A host of new treatment modes are hitting the clinic and the market
This is a very strange and exciting time in drug discovery. Over much of the last 30 years, small molecule drugs have dominated the field, alongside an ever-increasing number of antibodies. Beyond that, the numbers fell off dramatically, and when new drug classes came along, they often had a slow start. Completely new modes of treatment were rare and difficult to realise.
For example, antisense DNA-based therapies made a huge splash in the early 1990s – or rather, the idea did. The first US-approved drug in the category – Vitravene (fomivirsen), for cytomegalovirus (CMV) – came in 1998, and there were no others until one approval in 2013, and two in 2016. Fomivirsen itself it no longer even on the market, since CMV cases have almost disappeared with advances in anti-HIV therapies. Similarly, Macugen (pegaptanib) – the first aptamer RNA oligonucleotide – was approved in 2004. It’s still the only one, but it’s a niche product that has been largely superseded by antibody drugs. One might be forgiven for thinking (ten years ago or so) that the rewards for such innovations were not worth the trouble they took.
The pace has been picking up, though (as those two antisense approvals in 2016 might have signaled). Another oligonucleotide-based technique, RNA interference, was also the subject of early hype and excitement, and the first compound of its type – Onpattro (patisiran) – was approved just last year. The first viral-vector gene therapies have recently been approved, with many more in development, and these are providing some hope for patients with congenital genetic disorders. Chimeric antigen receptor T-cells (CAR-T) have joined the gene-editing armoury, providing immunotherapy for cancer, including some dramatic results in leukemia. A huge amount of research is ongoing to understand and extend their effects. Crispr-based gene therapies are also in the clinic now, providing yet another new way to address inherited diseases.

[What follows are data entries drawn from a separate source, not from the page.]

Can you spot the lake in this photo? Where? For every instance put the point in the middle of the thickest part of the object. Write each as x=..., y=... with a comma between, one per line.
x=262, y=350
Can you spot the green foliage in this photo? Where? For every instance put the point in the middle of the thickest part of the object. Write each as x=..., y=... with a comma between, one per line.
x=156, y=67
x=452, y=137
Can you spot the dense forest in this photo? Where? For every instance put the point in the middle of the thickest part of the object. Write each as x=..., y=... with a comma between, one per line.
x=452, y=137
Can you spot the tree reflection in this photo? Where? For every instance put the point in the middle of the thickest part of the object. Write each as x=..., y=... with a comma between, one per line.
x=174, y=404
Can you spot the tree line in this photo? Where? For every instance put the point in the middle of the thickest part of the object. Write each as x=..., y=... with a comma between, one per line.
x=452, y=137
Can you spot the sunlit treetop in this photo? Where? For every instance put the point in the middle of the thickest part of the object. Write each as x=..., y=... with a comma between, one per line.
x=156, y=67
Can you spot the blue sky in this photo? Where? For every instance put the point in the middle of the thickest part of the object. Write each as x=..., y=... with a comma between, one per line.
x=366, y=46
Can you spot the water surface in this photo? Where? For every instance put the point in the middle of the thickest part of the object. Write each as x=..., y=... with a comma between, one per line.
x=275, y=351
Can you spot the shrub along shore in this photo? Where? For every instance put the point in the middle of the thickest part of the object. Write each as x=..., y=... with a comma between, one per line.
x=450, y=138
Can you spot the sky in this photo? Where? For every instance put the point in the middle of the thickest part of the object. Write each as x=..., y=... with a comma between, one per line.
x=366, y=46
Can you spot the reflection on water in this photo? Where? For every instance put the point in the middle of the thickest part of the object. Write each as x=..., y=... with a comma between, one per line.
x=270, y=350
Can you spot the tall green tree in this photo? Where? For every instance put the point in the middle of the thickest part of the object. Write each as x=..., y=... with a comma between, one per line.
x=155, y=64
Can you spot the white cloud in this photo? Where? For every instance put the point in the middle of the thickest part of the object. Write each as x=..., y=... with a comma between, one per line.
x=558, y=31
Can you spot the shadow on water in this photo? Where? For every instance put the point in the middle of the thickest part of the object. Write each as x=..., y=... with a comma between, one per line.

Closer to the small-molecule field, targeted protein degradation (TPD) is an emerging mode of action that has never been tried in humans. Instead of inhibiting a protein’s active site or blocking its interaction with a partner, TPD sends the entire protein off to the cell’s proteosome for destruction. This is an effect that can’t be mimicked by just blocking a binding site, since a given protein can have many other partners and functions in a cell. The first clinical trials are being watched very closely.
Stepping back for a wider view, I don’t think that so many simultaneous and distinct new approaches have been in development ever before in the history of drug research. This is new, and I wonder how many people realise it. The poet Randall Jarrell wondered if people really appreciate eras of great creativity, saying that ‘The people who live in a golden age usually go around complaining how yellow everything looks’. Have a look around, if you’re in the biopharma game: what hue are you seeing?
Jarrell’s point, of course, was that such periods only tend to be recognised in retrospect. But I’d like to declare one right now, with some important qualifications. The first: with so many new ideas just hitting human trials, it’s impossible to say which of them will make it through, or how general they’ll be. Honestly, we won’t know for years, because there are so many variations to be tried on all of these, and we’re just at the very beginning. So it would be safer (and more accurate) to call this a golden age for investigating totally new therapies, leaving time for the juries to return their verdicts on how useful any of them really are. I’m enough of an optimist, though, to believe that some are going to prove their worth (perhaps not in their first appearance in the clinic, although that would be just fine).
A second qualification is a bit more sombre: these really are new modes of action, and they’re powerful ones, and we don’t completely understand them. The only way to get a better understanding is to put them into human patients and carefully watch what happens. No amount of preclinical development can keep any experienced observer from crossing their fingers and holding their breath when that happens. I hope that nothing unexpectedly bad comes up. I think that the odds of that happening are low, but they are not zero. They never are. Now come the moments of truth and we get to live through them.